Recently, Senator
Ron Wyden (D-OR) offered up an intriguing amendment to pay for part of the cost of the nearly $1 trillion proposed health care initiative in the United States: Use tax revenue from internet gambling. Wyden, however, withdrew his proposal, which could have drawn over $60 billion from Congressman
Barney Frank’s (D-MA) Internet Regulation, Consumer Protection, and Enforcement Act, HR 2267. Now, it’s back to the drawing board for supporters of internet gambling. Let’s take a look back at the failed proposal.

Upon hearing that Wyden had suggested using funds from legalized and regulated internet gambling and online poker to pay for a social program receiving a bevy of attention, Poker Players Alliance (PPA) Executive Director
John Pappas told PocketFives.com, “We are glad that the potential to raise revenue through regulated i-gaming is part of the public policy debate. It is far from clear whether this amendment will be offered, but the PPA is working to ensure that this or other similar proposals get full attention.” The PPA has put its full weight behind Frank’s HR 2267 and HR 2266, the latter of which delays compliance with the Unlawful Internet Gambling Enforcement Act (UIGEA) by one year to December 1st, 2010.

Interactive Media Entertainment and Gaming Association (iMEGA) Chairman
Joe Brennan added that internet gambling appearing in the debate was long overdue: “It’s good to see that somebody like Senator Wyden thinks that there’s an opportunity to fund something that’s so critical to our economy with internet gambling revenue. It’s an untapped pool of potential tax revenue that so far Congress has irresponsibly denied to try to tap.”
Brennan added, “If Congress would just wake up and recognize that this is something Americans want, then they would be that much closer to realizing revenue to direct towards important things like health care.” Brennan and company are fresh off an unsuccessful challenge against the constitutionality of the UIGEA. However, a three-judge Court of Appeals panel revealed that internet gambling’s legality may now be a state issue.

Safe and Secure Internet Gambling Initiative spokesperson
Michael Waxman broke the news about Wyden’s proposal, which came to light early last week.
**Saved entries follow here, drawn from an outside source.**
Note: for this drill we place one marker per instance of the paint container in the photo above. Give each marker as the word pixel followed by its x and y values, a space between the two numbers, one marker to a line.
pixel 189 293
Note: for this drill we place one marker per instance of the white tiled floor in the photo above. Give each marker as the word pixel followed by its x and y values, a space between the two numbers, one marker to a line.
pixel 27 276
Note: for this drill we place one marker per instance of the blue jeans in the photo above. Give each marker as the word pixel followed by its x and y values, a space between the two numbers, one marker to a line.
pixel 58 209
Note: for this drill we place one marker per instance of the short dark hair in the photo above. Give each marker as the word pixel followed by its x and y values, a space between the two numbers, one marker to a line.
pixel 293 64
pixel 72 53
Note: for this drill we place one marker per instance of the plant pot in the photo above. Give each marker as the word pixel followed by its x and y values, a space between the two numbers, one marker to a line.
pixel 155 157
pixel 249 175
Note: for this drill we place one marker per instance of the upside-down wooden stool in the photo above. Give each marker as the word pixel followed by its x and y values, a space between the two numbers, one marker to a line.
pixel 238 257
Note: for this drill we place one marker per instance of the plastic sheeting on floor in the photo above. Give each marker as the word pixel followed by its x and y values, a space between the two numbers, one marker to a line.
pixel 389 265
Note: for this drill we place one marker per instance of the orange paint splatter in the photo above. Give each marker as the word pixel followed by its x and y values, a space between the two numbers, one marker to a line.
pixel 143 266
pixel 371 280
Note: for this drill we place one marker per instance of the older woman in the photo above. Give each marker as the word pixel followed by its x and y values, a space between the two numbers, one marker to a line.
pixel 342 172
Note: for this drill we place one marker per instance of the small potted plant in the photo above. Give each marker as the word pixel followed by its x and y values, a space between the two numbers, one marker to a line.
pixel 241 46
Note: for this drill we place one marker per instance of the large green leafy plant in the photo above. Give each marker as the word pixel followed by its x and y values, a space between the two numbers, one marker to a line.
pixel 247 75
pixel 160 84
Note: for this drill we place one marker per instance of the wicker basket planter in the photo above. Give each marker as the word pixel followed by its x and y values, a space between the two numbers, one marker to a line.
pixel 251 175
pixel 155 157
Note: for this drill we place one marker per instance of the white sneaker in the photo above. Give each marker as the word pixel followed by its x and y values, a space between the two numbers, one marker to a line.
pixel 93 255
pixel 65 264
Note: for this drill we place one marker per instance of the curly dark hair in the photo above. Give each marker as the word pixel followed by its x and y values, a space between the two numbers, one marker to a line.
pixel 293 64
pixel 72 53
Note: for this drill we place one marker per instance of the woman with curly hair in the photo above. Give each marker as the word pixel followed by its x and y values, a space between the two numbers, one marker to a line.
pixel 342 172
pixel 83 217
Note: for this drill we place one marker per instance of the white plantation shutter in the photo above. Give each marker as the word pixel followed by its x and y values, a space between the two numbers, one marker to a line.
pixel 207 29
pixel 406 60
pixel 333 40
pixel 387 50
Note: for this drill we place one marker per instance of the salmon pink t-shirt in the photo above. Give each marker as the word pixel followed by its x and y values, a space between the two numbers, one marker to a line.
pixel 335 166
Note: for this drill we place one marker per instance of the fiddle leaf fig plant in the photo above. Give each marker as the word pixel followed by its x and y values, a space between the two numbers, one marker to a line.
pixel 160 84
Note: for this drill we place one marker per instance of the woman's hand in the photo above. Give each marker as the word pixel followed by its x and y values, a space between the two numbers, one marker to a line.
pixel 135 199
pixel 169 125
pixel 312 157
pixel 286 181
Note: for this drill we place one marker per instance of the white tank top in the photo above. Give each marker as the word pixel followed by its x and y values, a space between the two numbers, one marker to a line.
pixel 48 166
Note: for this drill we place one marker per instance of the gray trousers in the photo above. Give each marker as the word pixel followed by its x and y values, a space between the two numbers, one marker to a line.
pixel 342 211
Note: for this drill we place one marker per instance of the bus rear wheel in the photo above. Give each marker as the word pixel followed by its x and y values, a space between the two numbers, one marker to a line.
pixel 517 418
Waxman told PocketFives.com, “If the revenue generated from internet gambling isn’t dedicated to health care reform, it’s only a matter of time before Congress allocates the billions in new revenue sitting on the table to one program or another.” A study by the U.S.-based company PricewaterhouseCoopers revealed that over $60 billion could be raised from taxing internet gambling operators soliciting U.S. customers over a 10-year period. However, that figure includes legalized online sports betting.
The jubilation over Wyden’s proposal was short-lived. He quickly withdrew the measure, prompting the following comment from his Communications Director to
The Hill news outlet: “The last thing Senator Wyden wants to do is make it more difficult to expand subsidies for working families by introducing a new contentious issue to the debate. So when he offers the amendment, he will do it with other funding mechanisms.” As a result, Congressman Jim McDermott (D-WA), who is the author of HR 2268, a companion bill to HR 2267, told The Hill that he’d consider introducing an amendment similar to Wyden’s in the House of Representatives.
HR 2267, which was introduced at the beginning of May, is up to 58 cosponsors, including Shelley Berkley (D-NV), Steve Cohen (D-TN), Peter King (R-NY), Ron Paul (R-TX), and Robert Wexler (D-FL).
HR 2266, meanwhile, has grown to boast nearly as many, garnering 43 cosponsors. A total of eight cosponsors were added during the month of September alone, as time is slowly running out for the bill to be passed. As it currently stands, the financial services industry in the United States must come into full compliance with the 2006 law by December 1st.